Yonkers IDA Assists in Preservation of Historic Alder Manor
City of Yonkers: 7/23/2014
The Historic Alder Manor on North Broadway in Yonkers will be preserved and used as an expanded location for weddings, retreats, film shoots, and other events under an incentive approved today by the Board of the Yonkers Industrial Development Agency.
“This is one of the most historic and architecturally important buildings in Yonkers,” said Mayor Mike Spano who chairs the YIDA, adding “It is just over a hundred years old and we hope to keep it as a place of beauty as well as commerce for another hundred years.”
The Goren Group, headed by developer Lela Goren who is also developing the nearby Glenwood Power Plant as an events and exhibition center, recently purchased Alder Manor from the non-profit Tara Circle Irish cultural organization.
The Goren Group plans to renovate the facility in keeping with its historic status, since it is listed on the National Register of Historic Places, thus qualifying for historic preservation tax credits. Goren plans to spend an estimated $3 million on the renovation project as well as $500,000 on furnishings.
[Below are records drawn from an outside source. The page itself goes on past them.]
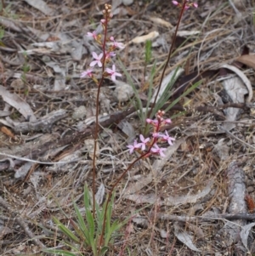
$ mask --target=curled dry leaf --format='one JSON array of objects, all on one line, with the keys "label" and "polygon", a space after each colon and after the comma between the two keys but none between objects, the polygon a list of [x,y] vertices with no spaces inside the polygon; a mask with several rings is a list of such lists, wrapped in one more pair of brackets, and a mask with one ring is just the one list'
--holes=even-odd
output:
[{"label": "curled dry leaf", "polygon": [[179,225],[176,222],[173,224],[174,235],[178,241],[186,245],[190,250],[194,252],[201,252],[193,243],[193,236],[189,235],[186,231],[183,230]]},{"label": "curled dry leaf", "polygon": [[255,223],[250,223],[241,227],[241,230],[240,232],[240,237],[245,247],[248,250],[248,236],[251,229],[255,225]]},{"label": "curled dry leaf", "polygon": [[255,70],[255,55],[241,55],[236,60]]},{"label": "curled dry leaf", "polygon": [[[247,102],[250,102],[253,97],[253,91],[252,91],[252,83],[251,83],[250,80],[247,78],[247,77],[241,70],[239,70],[237,67],[235,67],[234,65],[224,64],[222,65],[222,67],[232,71],[242,80],[242,82],[244,82],[244,84],[246,85],[246,87],[248,90],[249,95],[247,98]],[[236,101],[234,101],[234,102],[236,102]]]},{"label": "curled dry leaf", "polygon": [[147,35],[144,36],[141,36],[141,37],[137,37],[133,39],[132,39],[129,43],[144,43],[147,40],[153,40],[156,37],[157,37],[159,36],[159,32],[158,31],[152,31]]},{"label": "curled dry leaf", "polygon": [[17,94],[9,93],[2,85],[0,85],[0,94],[5,102],[14,107],[26,119],[29,121],[37,120],[30,105]]}]

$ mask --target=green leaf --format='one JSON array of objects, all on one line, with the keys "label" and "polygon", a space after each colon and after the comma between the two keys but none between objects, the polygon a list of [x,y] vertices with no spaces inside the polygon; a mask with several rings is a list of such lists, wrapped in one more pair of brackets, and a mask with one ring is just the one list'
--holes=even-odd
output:
[{"label": "green leaf", "polygon": [[105,247],[101,247],[100,252],[99,252],[99,255],[100,256],[105,255],[108,250],[109,250],[108,247],[105,246]]},{"label": "green leaf", "polygon": [[145,65],[148,65],[151,60],[151,41],[147,40],[145,43]]},{"label": "green leaf", "polygon": [[77,208],[76,204],[74,203],[74,208],[76,213],[76,217],[77,217],[77,221],[78,221],[78,225],[79,225],[79,228],[81,229],[81,230],[83,232],[83,234],[85,235],[85,236],[88,239],[87,232],[88,232],[88,227],[86,226],[85,221],[83,219],[83,217],[82,216],[79,208]]}]

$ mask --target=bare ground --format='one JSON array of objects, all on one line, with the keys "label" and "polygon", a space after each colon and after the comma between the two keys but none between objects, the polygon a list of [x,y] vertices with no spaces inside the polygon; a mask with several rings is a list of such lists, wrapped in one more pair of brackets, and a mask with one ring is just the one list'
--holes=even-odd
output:
[{"label": "bare ground", "polygon": [[[152,58],[160,67],[167,56],[178,9],[171,1],[134,1],[130,6],[114,2],[109,33],[126,43],[158,31],[152,40]],[[39,7],[32,3],[37,1],[2,1],[1,255],[43,255],[42,247],[58,245],[52,217],[67,225],[66,218],[74,216],[73,201],[82,208],[84,184],[91,187],[92,183],[89,151],[97,88],[79,77],[91,53],[99,49],[86,34],[99,25],[105,3],[55,0]],[[184,13],[179,28],[184,34],[178,34],[166,73],[178,65],[184,68],[176,88],[184,81],[194,82],[190,74],[203,78],[202,83],[167,113],[172,117],[185,111],[167,128],[176,138],[167,157],[141,161],[117,187],[113,219],[122,220],[141,210],[122,230],[122,236],[108,255],[128,255],[128,250],[129,255],[255,253],[255,5],[234,0],[198,4],[197,9]],[[145,73],[144,43],[128,43],[117,54],[146,102],[152,63]],[[236,62],[241,55],[252,57],[241,64]],[[250,88],[229,67],[222,68],[224,64],[237,66]],[[223,75],[234,79],[233,88],[224,87]],[[121,80],[127,82],[124,75]],[[127,151],[128,138],[116,124],[128,122],[135,135],[143,124],[135,111],[128,111],[128,101],[119,102],[114,96],[116,85],[108,79],[105,83],[100,116],[106,119],[101,121],[97,187],[103,184],[107,192],[135,159]],[[237,112],[230,110],[230,105]],[[56,162],[65,163],[51,164]],[[92,255],[86,249],[83,253]]]}]

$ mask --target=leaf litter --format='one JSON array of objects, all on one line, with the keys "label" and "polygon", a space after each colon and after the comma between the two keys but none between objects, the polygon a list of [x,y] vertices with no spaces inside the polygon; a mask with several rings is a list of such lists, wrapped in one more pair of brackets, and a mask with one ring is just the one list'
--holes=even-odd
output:
[{"label": "leaf litter", "polygon": [[[72,202],[79,205],[84,184],[92,183],[90,139],[96,88],[79,77],[97,48],[86,33],[97,29],[98,24],[91,20],[98,20],[104,3],[25,2],[12,4],[11,11],[5,6],[0,19],[4,31],[0,48],[0,122],[4,128],[1,130],[10,130],[0,133],[3,255],[31,253],[27,240],[36,236],[40,238],[31,240],[35,250],[49,245],[53,240],[47,237],[55,232],[48,225],[52,213],[60,218],[62,211],[73,216]],[[194,82],[202,82],[167,112],[169,117],[176,111],[185,115],[167,127],[177,139],[167,148],[167,157],[140,161],[120,184],[114,218],[130,216],[133,209],[149,203],[133,218],[127,242],[132,255],[255,253],[250,238],[253,213],[248,214],[244,199],[247,191],[255,198],[255,45],[252,26],[248,25],[253,22],[254,6],[249,2],[245,8],[233,8],[234,1],[230,3],[198,1],[199,9],[184,14],[166,71],[173,74],[178,65],[184,70],[174,83],[172,100]],[[133,2],[129,6],[120,2],[115,12],[110,30],[127,43],[119,57],[142,90],[146,79],[145,40],[152,40],[152,60],[160,66],[167,58],[178,12],[166,1]],[[237,13],[241,14],[238,20]],[[244,45],[248,52],[241,54]],[[226,71],[224,77],[219,76],[222,69]],[[156,88],[159,78],[157,74]],[[124,86],[117,84],[114,92],[116,86],[105,80],[100,95],[99,203],[133,160],[127,151],[127,139],[140,132],[136,110],[128,105],[129,85],[125,85],[123,77],[121,82]],[[233,214],[235,219],[230,219]],[[247,214],[251,219],[246,219]],[[196,221],[197,218],[201,219]],[[42,237],[46,230],[50,232]],[[117,247],[112,250],[113,255],[120,252]]]}]

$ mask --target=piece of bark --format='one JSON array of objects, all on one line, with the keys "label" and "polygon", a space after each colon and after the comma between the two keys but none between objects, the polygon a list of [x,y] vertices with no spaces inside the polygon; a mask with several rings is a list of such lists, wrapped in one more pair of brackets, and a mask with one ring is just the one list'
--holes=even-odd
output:
[{"label": "piece of bark", "polygon": [[[239,168],[236,162],[233,162],[229,165],[227,177],[229,179],[229,212],[232,214],[246,213],[247,208],[245,202],[245,174],[244,171]],[[244,255],[244,253],[246,253],[246,249],[240,239],[241,227],[245,225],[246,225],[245,219],[235,219],[231,222],[227,222],[218,231],[217,236],[220,239],[223,246],[234,246],[236,255]]]}]

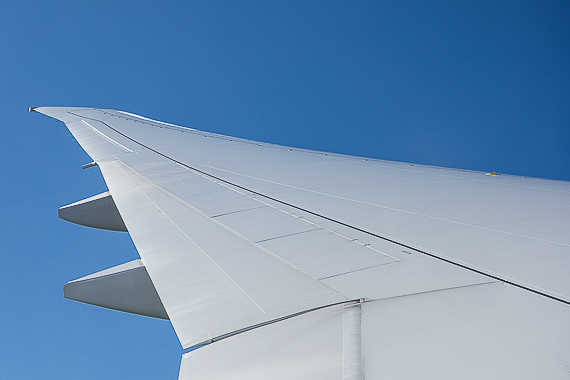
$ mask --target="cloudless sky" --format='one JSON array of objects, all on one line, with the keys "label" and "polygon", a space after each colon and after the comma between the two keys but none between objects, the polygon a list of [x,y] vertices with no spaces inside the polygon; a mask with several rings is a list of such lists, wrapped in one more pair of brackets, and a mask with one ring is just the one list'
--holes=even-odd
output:
[{"label": "cloudless sky", "polygon": [[0,377],[175,379],[169,322],[63,298],[138,254],[57,218],[106,186],[47,105],[570,180],[570,3],[0,1]]}]

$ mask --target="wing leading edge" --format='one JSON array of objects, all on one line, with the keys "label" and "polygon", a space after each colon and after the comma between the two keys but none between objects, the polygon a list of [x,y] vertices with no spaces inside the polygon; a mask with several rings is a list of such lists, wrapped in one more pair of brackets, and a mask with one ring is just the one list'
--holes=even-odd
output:
[{"label": "wing leading edge", "polygon": [[182,346],[206,344],[180,378],[568,376],[566,182],[33,110],[98,164]]}]

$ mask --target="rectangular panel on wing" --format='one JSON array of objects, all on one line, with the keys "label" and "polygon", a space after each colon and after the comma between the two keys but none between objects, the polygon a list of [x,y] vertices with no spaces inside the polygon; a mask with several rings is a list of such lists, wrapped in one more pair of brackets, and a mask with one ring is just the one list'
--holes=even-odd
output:
[{"label": "rectangular panel on wing", "polygon": [[125,164],[101,170],[184,347],[347,300]]}]

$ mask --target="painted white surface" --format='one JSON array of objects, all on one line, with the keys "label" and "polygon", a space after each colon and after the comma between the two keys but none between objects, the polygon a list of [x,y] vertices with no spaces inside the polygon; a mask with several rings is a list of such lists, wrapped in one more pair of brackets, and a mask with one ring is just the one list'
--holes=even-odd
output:
[{"label": "painted white surface", "polygon": [[[37,111],[99,163],[184,347],[363,298],[368,379],[568,375],[567,182],[325,155],[111,110]],[[342,352],[342,320],[329,333],[299,322],[317,315],[188,353],[181,378],[220,362],[220,378],[312,371],[303,357]],[[314,343],[288,343],[307,326]],[[250,350],[259,339],[284,351],[267,361],[271,350]]]}]

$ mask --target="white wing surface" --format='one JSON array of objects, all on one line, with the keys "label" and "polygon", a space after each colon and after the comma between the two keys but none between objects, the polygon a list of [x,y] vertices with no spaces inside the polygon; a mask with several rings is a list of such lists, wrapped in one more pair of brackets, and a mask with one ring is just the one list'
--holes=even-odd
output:
[{"label": "white wing surface", "polygon": [[570,376],[567,182],[33,110],[98,164],[183,348],[204,345],[181,379]]}]

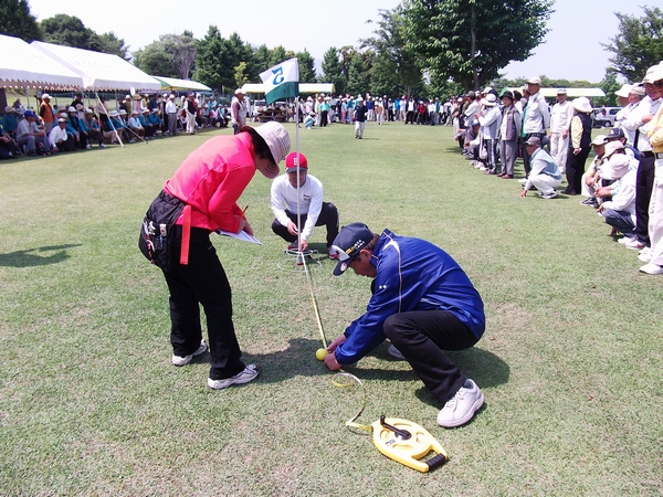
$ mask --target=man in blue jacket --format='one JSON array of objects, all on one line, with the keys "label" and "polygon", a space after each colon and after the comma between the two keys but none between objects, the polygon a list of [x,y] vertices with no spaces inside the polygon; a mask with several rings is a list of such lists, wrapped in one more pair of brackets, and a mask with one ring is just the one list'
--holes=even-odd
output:
[{"label": "man in blue jacket", "polygon": [[389,230],[373,234],[362,223],[344,226],[333,247],[335,275],[351,267],[373,282],[366,314],[329,345],[325,364],[337,370],[357,362],[389,338],[390,353],[402,356],[444,405],[440,426],[472,420],[483,393],[444,353],[474,346],[485,329],[483,302],[463,269],[430,242]]}]

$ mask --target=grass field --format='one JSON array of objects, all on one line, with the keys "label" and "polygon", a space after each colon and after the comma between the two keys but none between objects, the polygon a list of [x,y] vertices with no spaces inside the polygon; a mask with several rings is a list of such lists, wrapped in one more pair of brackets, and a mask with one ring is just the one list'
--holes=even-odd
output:
[{"label": "grass field", "polygon": [[[469,167],[448,127],[299,136],[341,224],[436,243],[484,299],[484,338],[450,353],[486,399],[466,426],[436,426],[441,405],[386,345],[348,368],[367,388],[359,422],[414,421],[446,465],[420,474],[344,427],[361,394],[314,357],[307,283],[280,268],[260,175],[240,205],[264,245],[214,245],[261,376],[211,391],[207,353],[172,367],[168,293],[138,226],[211,135],[0,163],[0,495],[663,495],[663,279],[640,274],[578,197],[523,199],[515,180]],[[323,254],[324,240],[317,229]],[[329,340],[370,295],[333,265],[313,268]]]}]

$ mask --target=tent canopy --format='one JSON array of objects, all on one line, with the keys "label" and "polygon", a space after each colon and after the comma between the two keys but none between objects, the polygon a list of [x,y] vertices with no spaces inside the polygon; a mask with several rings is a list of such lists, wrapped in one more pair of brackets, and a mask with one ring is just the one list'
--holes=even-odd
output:
[{"label": "tent canopy", "polygon": [[23,40],[0,35],[0,86],[76,89],[83,78]]},{"label": "tent canopy", "polygon": [[31,45],[80,75],[85,89],[135,88],[136,92],[161,89],[158,81],[117,55],[38,41],[32,42]]},{"label": "tent canopy", "polygon": [[[262,83],[246,83],[242,86],[246,93],[265,93]],[[299,83],[299,93],[334,93],[334,83]]]},{"label": "tent canopy", "polygon": [[177,77],[152,76],[161,83],[161,89],[170,89],[171,92],[186,92],[192,89],[194,92],[211,92],[212,88],[189,80],[178,80]]}]

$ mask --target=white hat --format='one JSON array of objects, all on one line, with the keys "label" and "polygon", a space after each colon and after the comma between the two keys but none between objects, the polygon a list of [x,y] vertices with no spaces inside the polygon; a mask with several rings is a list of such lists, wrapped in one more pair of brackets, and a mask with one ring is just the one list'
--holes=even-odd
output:
[{"label": "white hat", "polygon": [[495,105],[497,105],[497,97],[494,93],[488,93],[486,97],[482,101],[482,103],[485,106],[494,107]]},{"label": "white hat", "polygon": [[621,88],[619,88],[617,92],[614,92],[614,94],[617,96],[620,96],[622,98],[629,98],[629,95],[631,94],[631,88],[633,87],[633,85],[622,85]]},{"label": "white hat", "polygon": [[644,86],[642,86],[642,85],[633,85],[633,87],[631,88],[631,93],[633,95],[644,96],[644,94],[646,92],[644,91]]},{"label": "white hat", "polygon": [[[610,147],[611,145],[619,145],[619,147],[614,147],[612,149],[610,149],[610,152],[608,152],[608,147]],[[603,162],[603,165],[601,166],[601,178],[602,179],[619,179],[621,177],[623,177],[627,172],[629,172],[629,166],[631,163],[631,158],[629,156],[627,156],[625,154],[617,154],[613,155],[617,150],[623,150],[624,147],[621,145],[620,141],[611,141],[608,145],[606,145],[606,154],[603,154],[603,159],[607,159],[608,157],[610,157],[610,160],[608,160],[607,162]]]},{"label": "white hat", "polygon": [[642,78],[642,83],[653,84],[655,81],[663,80],[663,65],[652,65],[646,70],[646,74]]},{"label": "white hat", "polygon": [[[276,162],[276,175],[274,175],[272,178],[276,178],[276,176],[278,175],[278,162],[285,159],[285,156],[287,156],[287,152],[290,152],[290,135],[287,134],[287,130],[283,127],[282,124],[276,123],[274,120],[265,123],[264,125],[259,126],[254,129],[260,136],[263,137],[263,139],[267,144],[267,147],[270,147],[270,151],[272,152],[274,162]],[[261,172],[267,178],[270,178],[270,176],[265,173],[267,171]]]},{"label": "white hat", "polygon": [[591,113],[591,104],[587,97],[578,97],[572,102],[573,108],[579,113]]}]

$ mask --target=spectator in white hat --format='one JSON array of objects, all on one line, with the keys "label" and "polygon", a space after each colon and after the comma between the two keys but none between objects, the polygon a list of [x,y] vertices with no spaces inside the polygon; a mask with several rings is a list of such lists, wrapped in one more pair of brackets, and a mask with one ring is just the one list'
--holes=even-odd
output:
[{"label": "spectator in white hat", "polygon": [[640,151],[638,166],[638,181],[635,187],[635,237],[627,247],[643,250],[650,247],[649,237],[649,207],[654,187],[655,156],[649,139],[649,131],[653,128],[650,121],[661,107],[663,87],[657,87],[654,82],[661,78],[663,66],[650,67],[642,80],[646,96],[640,101],[627,119],[622,121],[624,128],[635,131],[633,146]]},{"label": "spectator in white hat", "polygon": [[567,91],[559,88],[557,91],[557,104],[552,106],[550,113],[550,157],[559,166],[559,172],[564,175],[566,170],[566,160],[569,151],[569,128],[573,118],[573,106],[567,99]]},{"label": "spectator in white hat", "polygon": [[[541,89],[541,78],[534,76],[527,80],[527,107],[523,112],[523,138],[526,141],[529,137],[543,138],[546,135],[546,129],[550,127],[550,113],[548,112],[548,103],[539,93]],[[525,175],[529,175],[529,155],[527,147],[523,149],[523,165],[525,166]]]},{"label": "spectator in white hat", "polygon": [[582,175],[585,162],[591,149],[591,117],[592,110],[589,98],[579,97],[573,102],[576,115],[571,119],[569,152],[566,165],[566,177],[568,186],[562,193],[577,195],[582,192]]}]

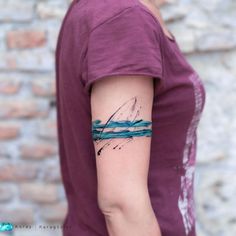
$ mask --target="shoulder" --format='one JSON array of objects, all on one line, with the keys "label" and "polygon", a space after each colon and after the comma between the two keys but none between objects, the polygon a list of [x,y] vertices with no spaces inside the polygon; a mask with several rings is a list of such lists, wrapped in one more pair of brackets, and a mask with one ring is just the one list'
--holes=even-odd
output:
[{"label": "shoulder", "polygon": [[[97,27],[112,20],[121,20],[131,24],[141,23],[143,27],[153,27],[156,30],[158,25],[155,19],[141,7],[139,0],[80,0],[75,14],[92,32]],[[80,5],[81,4],[81,5]],[[129,22],[130,21],[130,22]]]}]

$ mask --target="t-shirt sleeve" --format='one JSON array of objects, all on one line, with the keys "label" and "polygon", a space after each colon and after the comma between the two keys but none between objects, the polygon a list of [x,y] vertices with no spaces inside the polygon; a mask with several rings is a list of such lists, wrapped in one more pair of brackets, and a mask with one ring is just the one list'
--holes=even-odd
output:
[{"label": "t-shirt sleeve", "polygon": [[88,38],[85,89],[112,75],[162,79],[160,42],[152,26],[147,15],[132,7],[94,28]]}]

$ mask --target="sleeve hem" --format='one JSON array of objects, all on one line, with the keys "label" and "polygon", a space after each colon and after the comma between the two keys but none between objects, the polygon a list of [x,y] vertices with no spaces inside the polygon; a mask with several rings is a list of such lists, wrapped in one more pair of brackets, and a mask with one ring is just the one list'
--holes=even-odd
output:
[{"label": "sleeve hem", "polygon": [[162,75],[161,73],[145,73],[145,72],[124,72],[124,73],[120,73],[120,72],[117,72],[117,73],[109,73],[109,74],[103,74],[103,75],[100,75],[98,77],[95,77],[89,81],[87,81],[87,83],[85,84],[85,90],[86,92],[89,92],[90,91],[90,88],[91,88],[91,85],[95,82],[95,81],[98,81],[100,79],[103,79],[104,77],[108,77],[108,76],[125,76],[125,75],[146,75],[146,76],[151,76],[153,77],[154,79],[160,79],[162,80]]}]

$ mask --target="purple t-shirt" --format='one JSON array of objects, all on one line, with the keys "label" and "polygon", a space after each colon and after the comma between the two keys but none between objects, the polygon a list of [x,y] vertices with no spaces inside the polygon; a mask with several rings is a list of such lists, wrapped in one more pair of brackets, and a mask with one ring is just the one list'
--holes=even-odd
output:
[{"label": "purple t-shirt", "polygon": [[74,1],[62,24],[56,82],[60,166],[68,200],[63,235],[108,236],[97,203],[90,94],[95,81],[110,75],[155,78],[151,203],[162,236],[195,236],[196,130],[205,89],[176,40],[165,35],[138,0]]}]

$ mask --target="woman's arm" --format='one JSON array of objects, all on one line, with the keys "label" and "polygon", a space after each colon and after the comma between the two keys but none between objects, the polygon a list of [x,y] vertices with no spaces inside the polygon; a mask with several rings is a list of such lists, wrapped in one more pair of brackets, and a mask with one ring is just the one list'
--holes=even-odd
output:
[{"label": "woman's arm", "polygon": [[153,79],[112,76],[93,84],[98,205],[110,236],[161,236],[147,187]]}]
Goren purchased the property for $5.5 million from Tara Circle, an organization dedicated to Irish culture that hopes to relocate elsewhere in Yonkers.
Once the site of Elizabeth Seton College, Alder Manor was built in 1912 by William Boyce Thompson, an industrialist and financier who also built the Boyce Thompson Institute for Plant Research across from Alder Manor on North Broadway. The City of Yonkers is in the process of seeking a developer for the long-empty Boyce Thompson Institute. The 35,000 square foot Alder Manor property has 72 rooms and sits on 5.7 acres.
In order to facilitate the project the YIDA voted to authorize an estimated $167,500 in sales tax exemptions on materials used in construction, as well as a temporary property tax abatement. During the time the property was owned by Tara Circle, a not-for-profit organization, it was tax exempt. The new agreement to be negotiated with YIDA will result in a phased-in return to the tax rolls.
“Anytime we can preserve part of the City’s heritage plus establish a business that will provide jobs and taxes, it’s a win for Yonkers,” said YIDA President Ken Jenkins.